Kelly administrators say that the low dropout rate simply confirms that their school has turned around—Kelly is among only a handful of high schools to have gotten off probation. In May 1998, Assistant Principal John Ruskamp told The Chicago Reporter that Kelly “was looked upon as the last place you want to go. But we are now known for a good, safe school.”

This May, Catalyst asked Principal John Gelsomino about the school’s unusual numbers. “There are a lot of bugs out there, but at Kelly, we are as clean as can be,” he said.

But the principal of a Chicago public high school with a student body that is similar to Kelly’s is skeptical. “How do you get a 1 percent dropout rate?” asks the principal, whose own school has a dropout rate of about 10 percent despite academic improvements. More than three-quarters of Kelly’s students are Hispanic; citywide the annual dropout rate for Hispanics was 15.8 percent in 1997-98.

In 1997-98, only one school posted lower annual dropout rates than Kelly’s, Whitney Young, Chicago’s top-scoring high school.
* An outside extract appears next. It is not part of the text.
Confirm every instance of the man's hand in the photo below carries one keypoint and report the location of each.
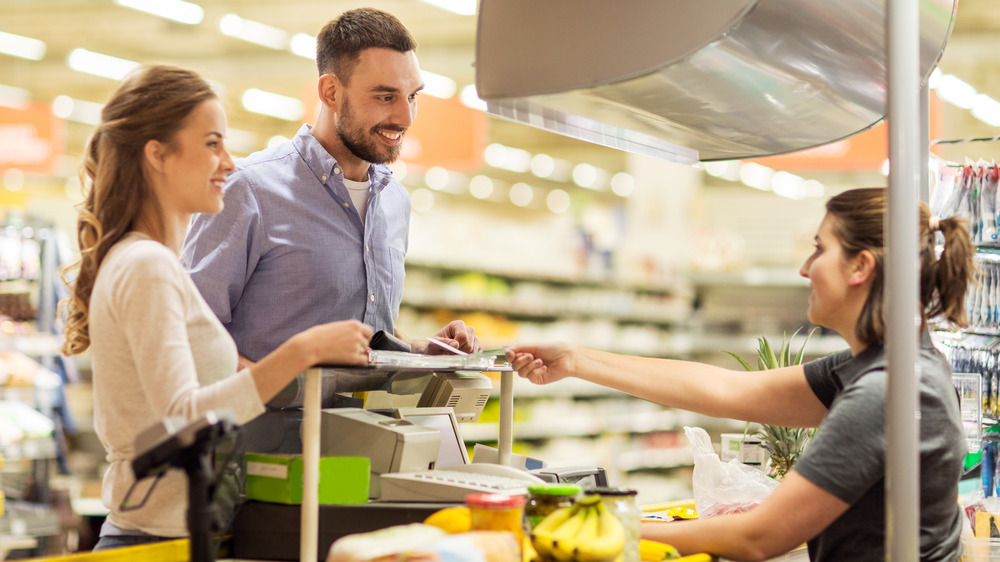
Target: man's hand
(455, 334)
Fred Hess, a Northwestern University research professor, says that, in general, a high transfer rate is a warning flag for hidden dropouts. In a landmark 1985 study, Hess uncovered Chicago public high school students who were recorded as transfers even though the “receiving” schools had closed. More recently, Chicago schools have been found to code students who left for a dropout program as “transfers.” Hess also suspects some schools may be hiding dropouts by recording them as transfers out of the country.
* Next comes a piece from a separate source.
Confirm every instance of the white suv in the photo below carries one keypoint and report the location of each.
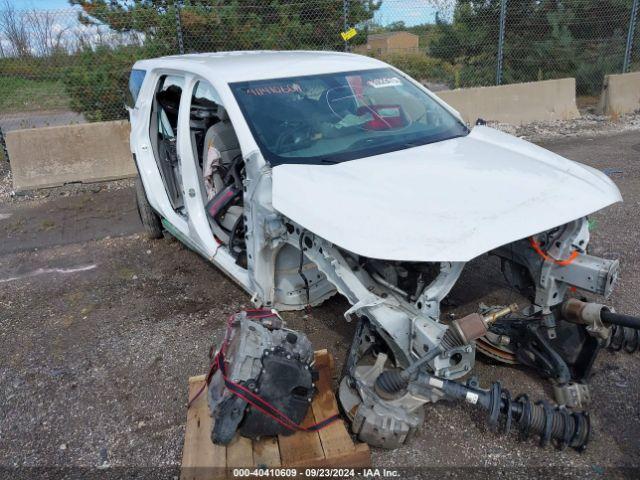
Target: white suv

He gives an example. “So a kid leaves a school that serves predominantly Mexican-American kids, and the school [records the student] as transfer to Mexico, and there’s no verification back. That kid should be counted as a dropout as far as that school is concerned. It’s highly unlikely that that’s actually happening in some of these schools, given the number of transfers they’re recording.”

Under Chicago School Board rules, no student is to be marked as a transfer student unless the transfer is confirmed, typically by getting a request from the receiving school for the student’s transcript.

Asked how Kelly verifies a transfer, Gelsomino said the school takes parents’ word that the student will continue to attend school. “If somebody moves to Mexico, how can I keep track of that? We have to take the parents’ word. If the parent tells me they’re going to X and they end up at Y, I can’t be responsible for that.”

However, a Catalyst review of student records (without names) for 1995-96 raises still more questions. That year, Kelly recorded 110 students as having transferred to schools outside Chicago. But 22 of those students were listed as having enrolled in a City Colleges of Chicago GED program or a school that is not accredited by the state; under board policy, those students should have been recorded as dropouts.

Informed of this finding, Gelsomino said, “I will be looking into this personally over the next few months. If there is any level of inconsistency, I am not pleased. If we’re coding them in error, we’ll correct it.”

Kelly’s four-year dropout—21 percent for the class of 1998—also suggests its one-year rates are understated. (However, the school’s 1998 four-year rate is much improved from 1993, when it was 65 percent.)

Philip Hansen, the system’s chief accountability officer, says his office also will be checking the recording of dropouts. “We have become aware of the [dropout] numbers at Kelly High School being so low,” he says. “We will be looking carefully into all our probation schools—and all our high schools generally—in the fall.”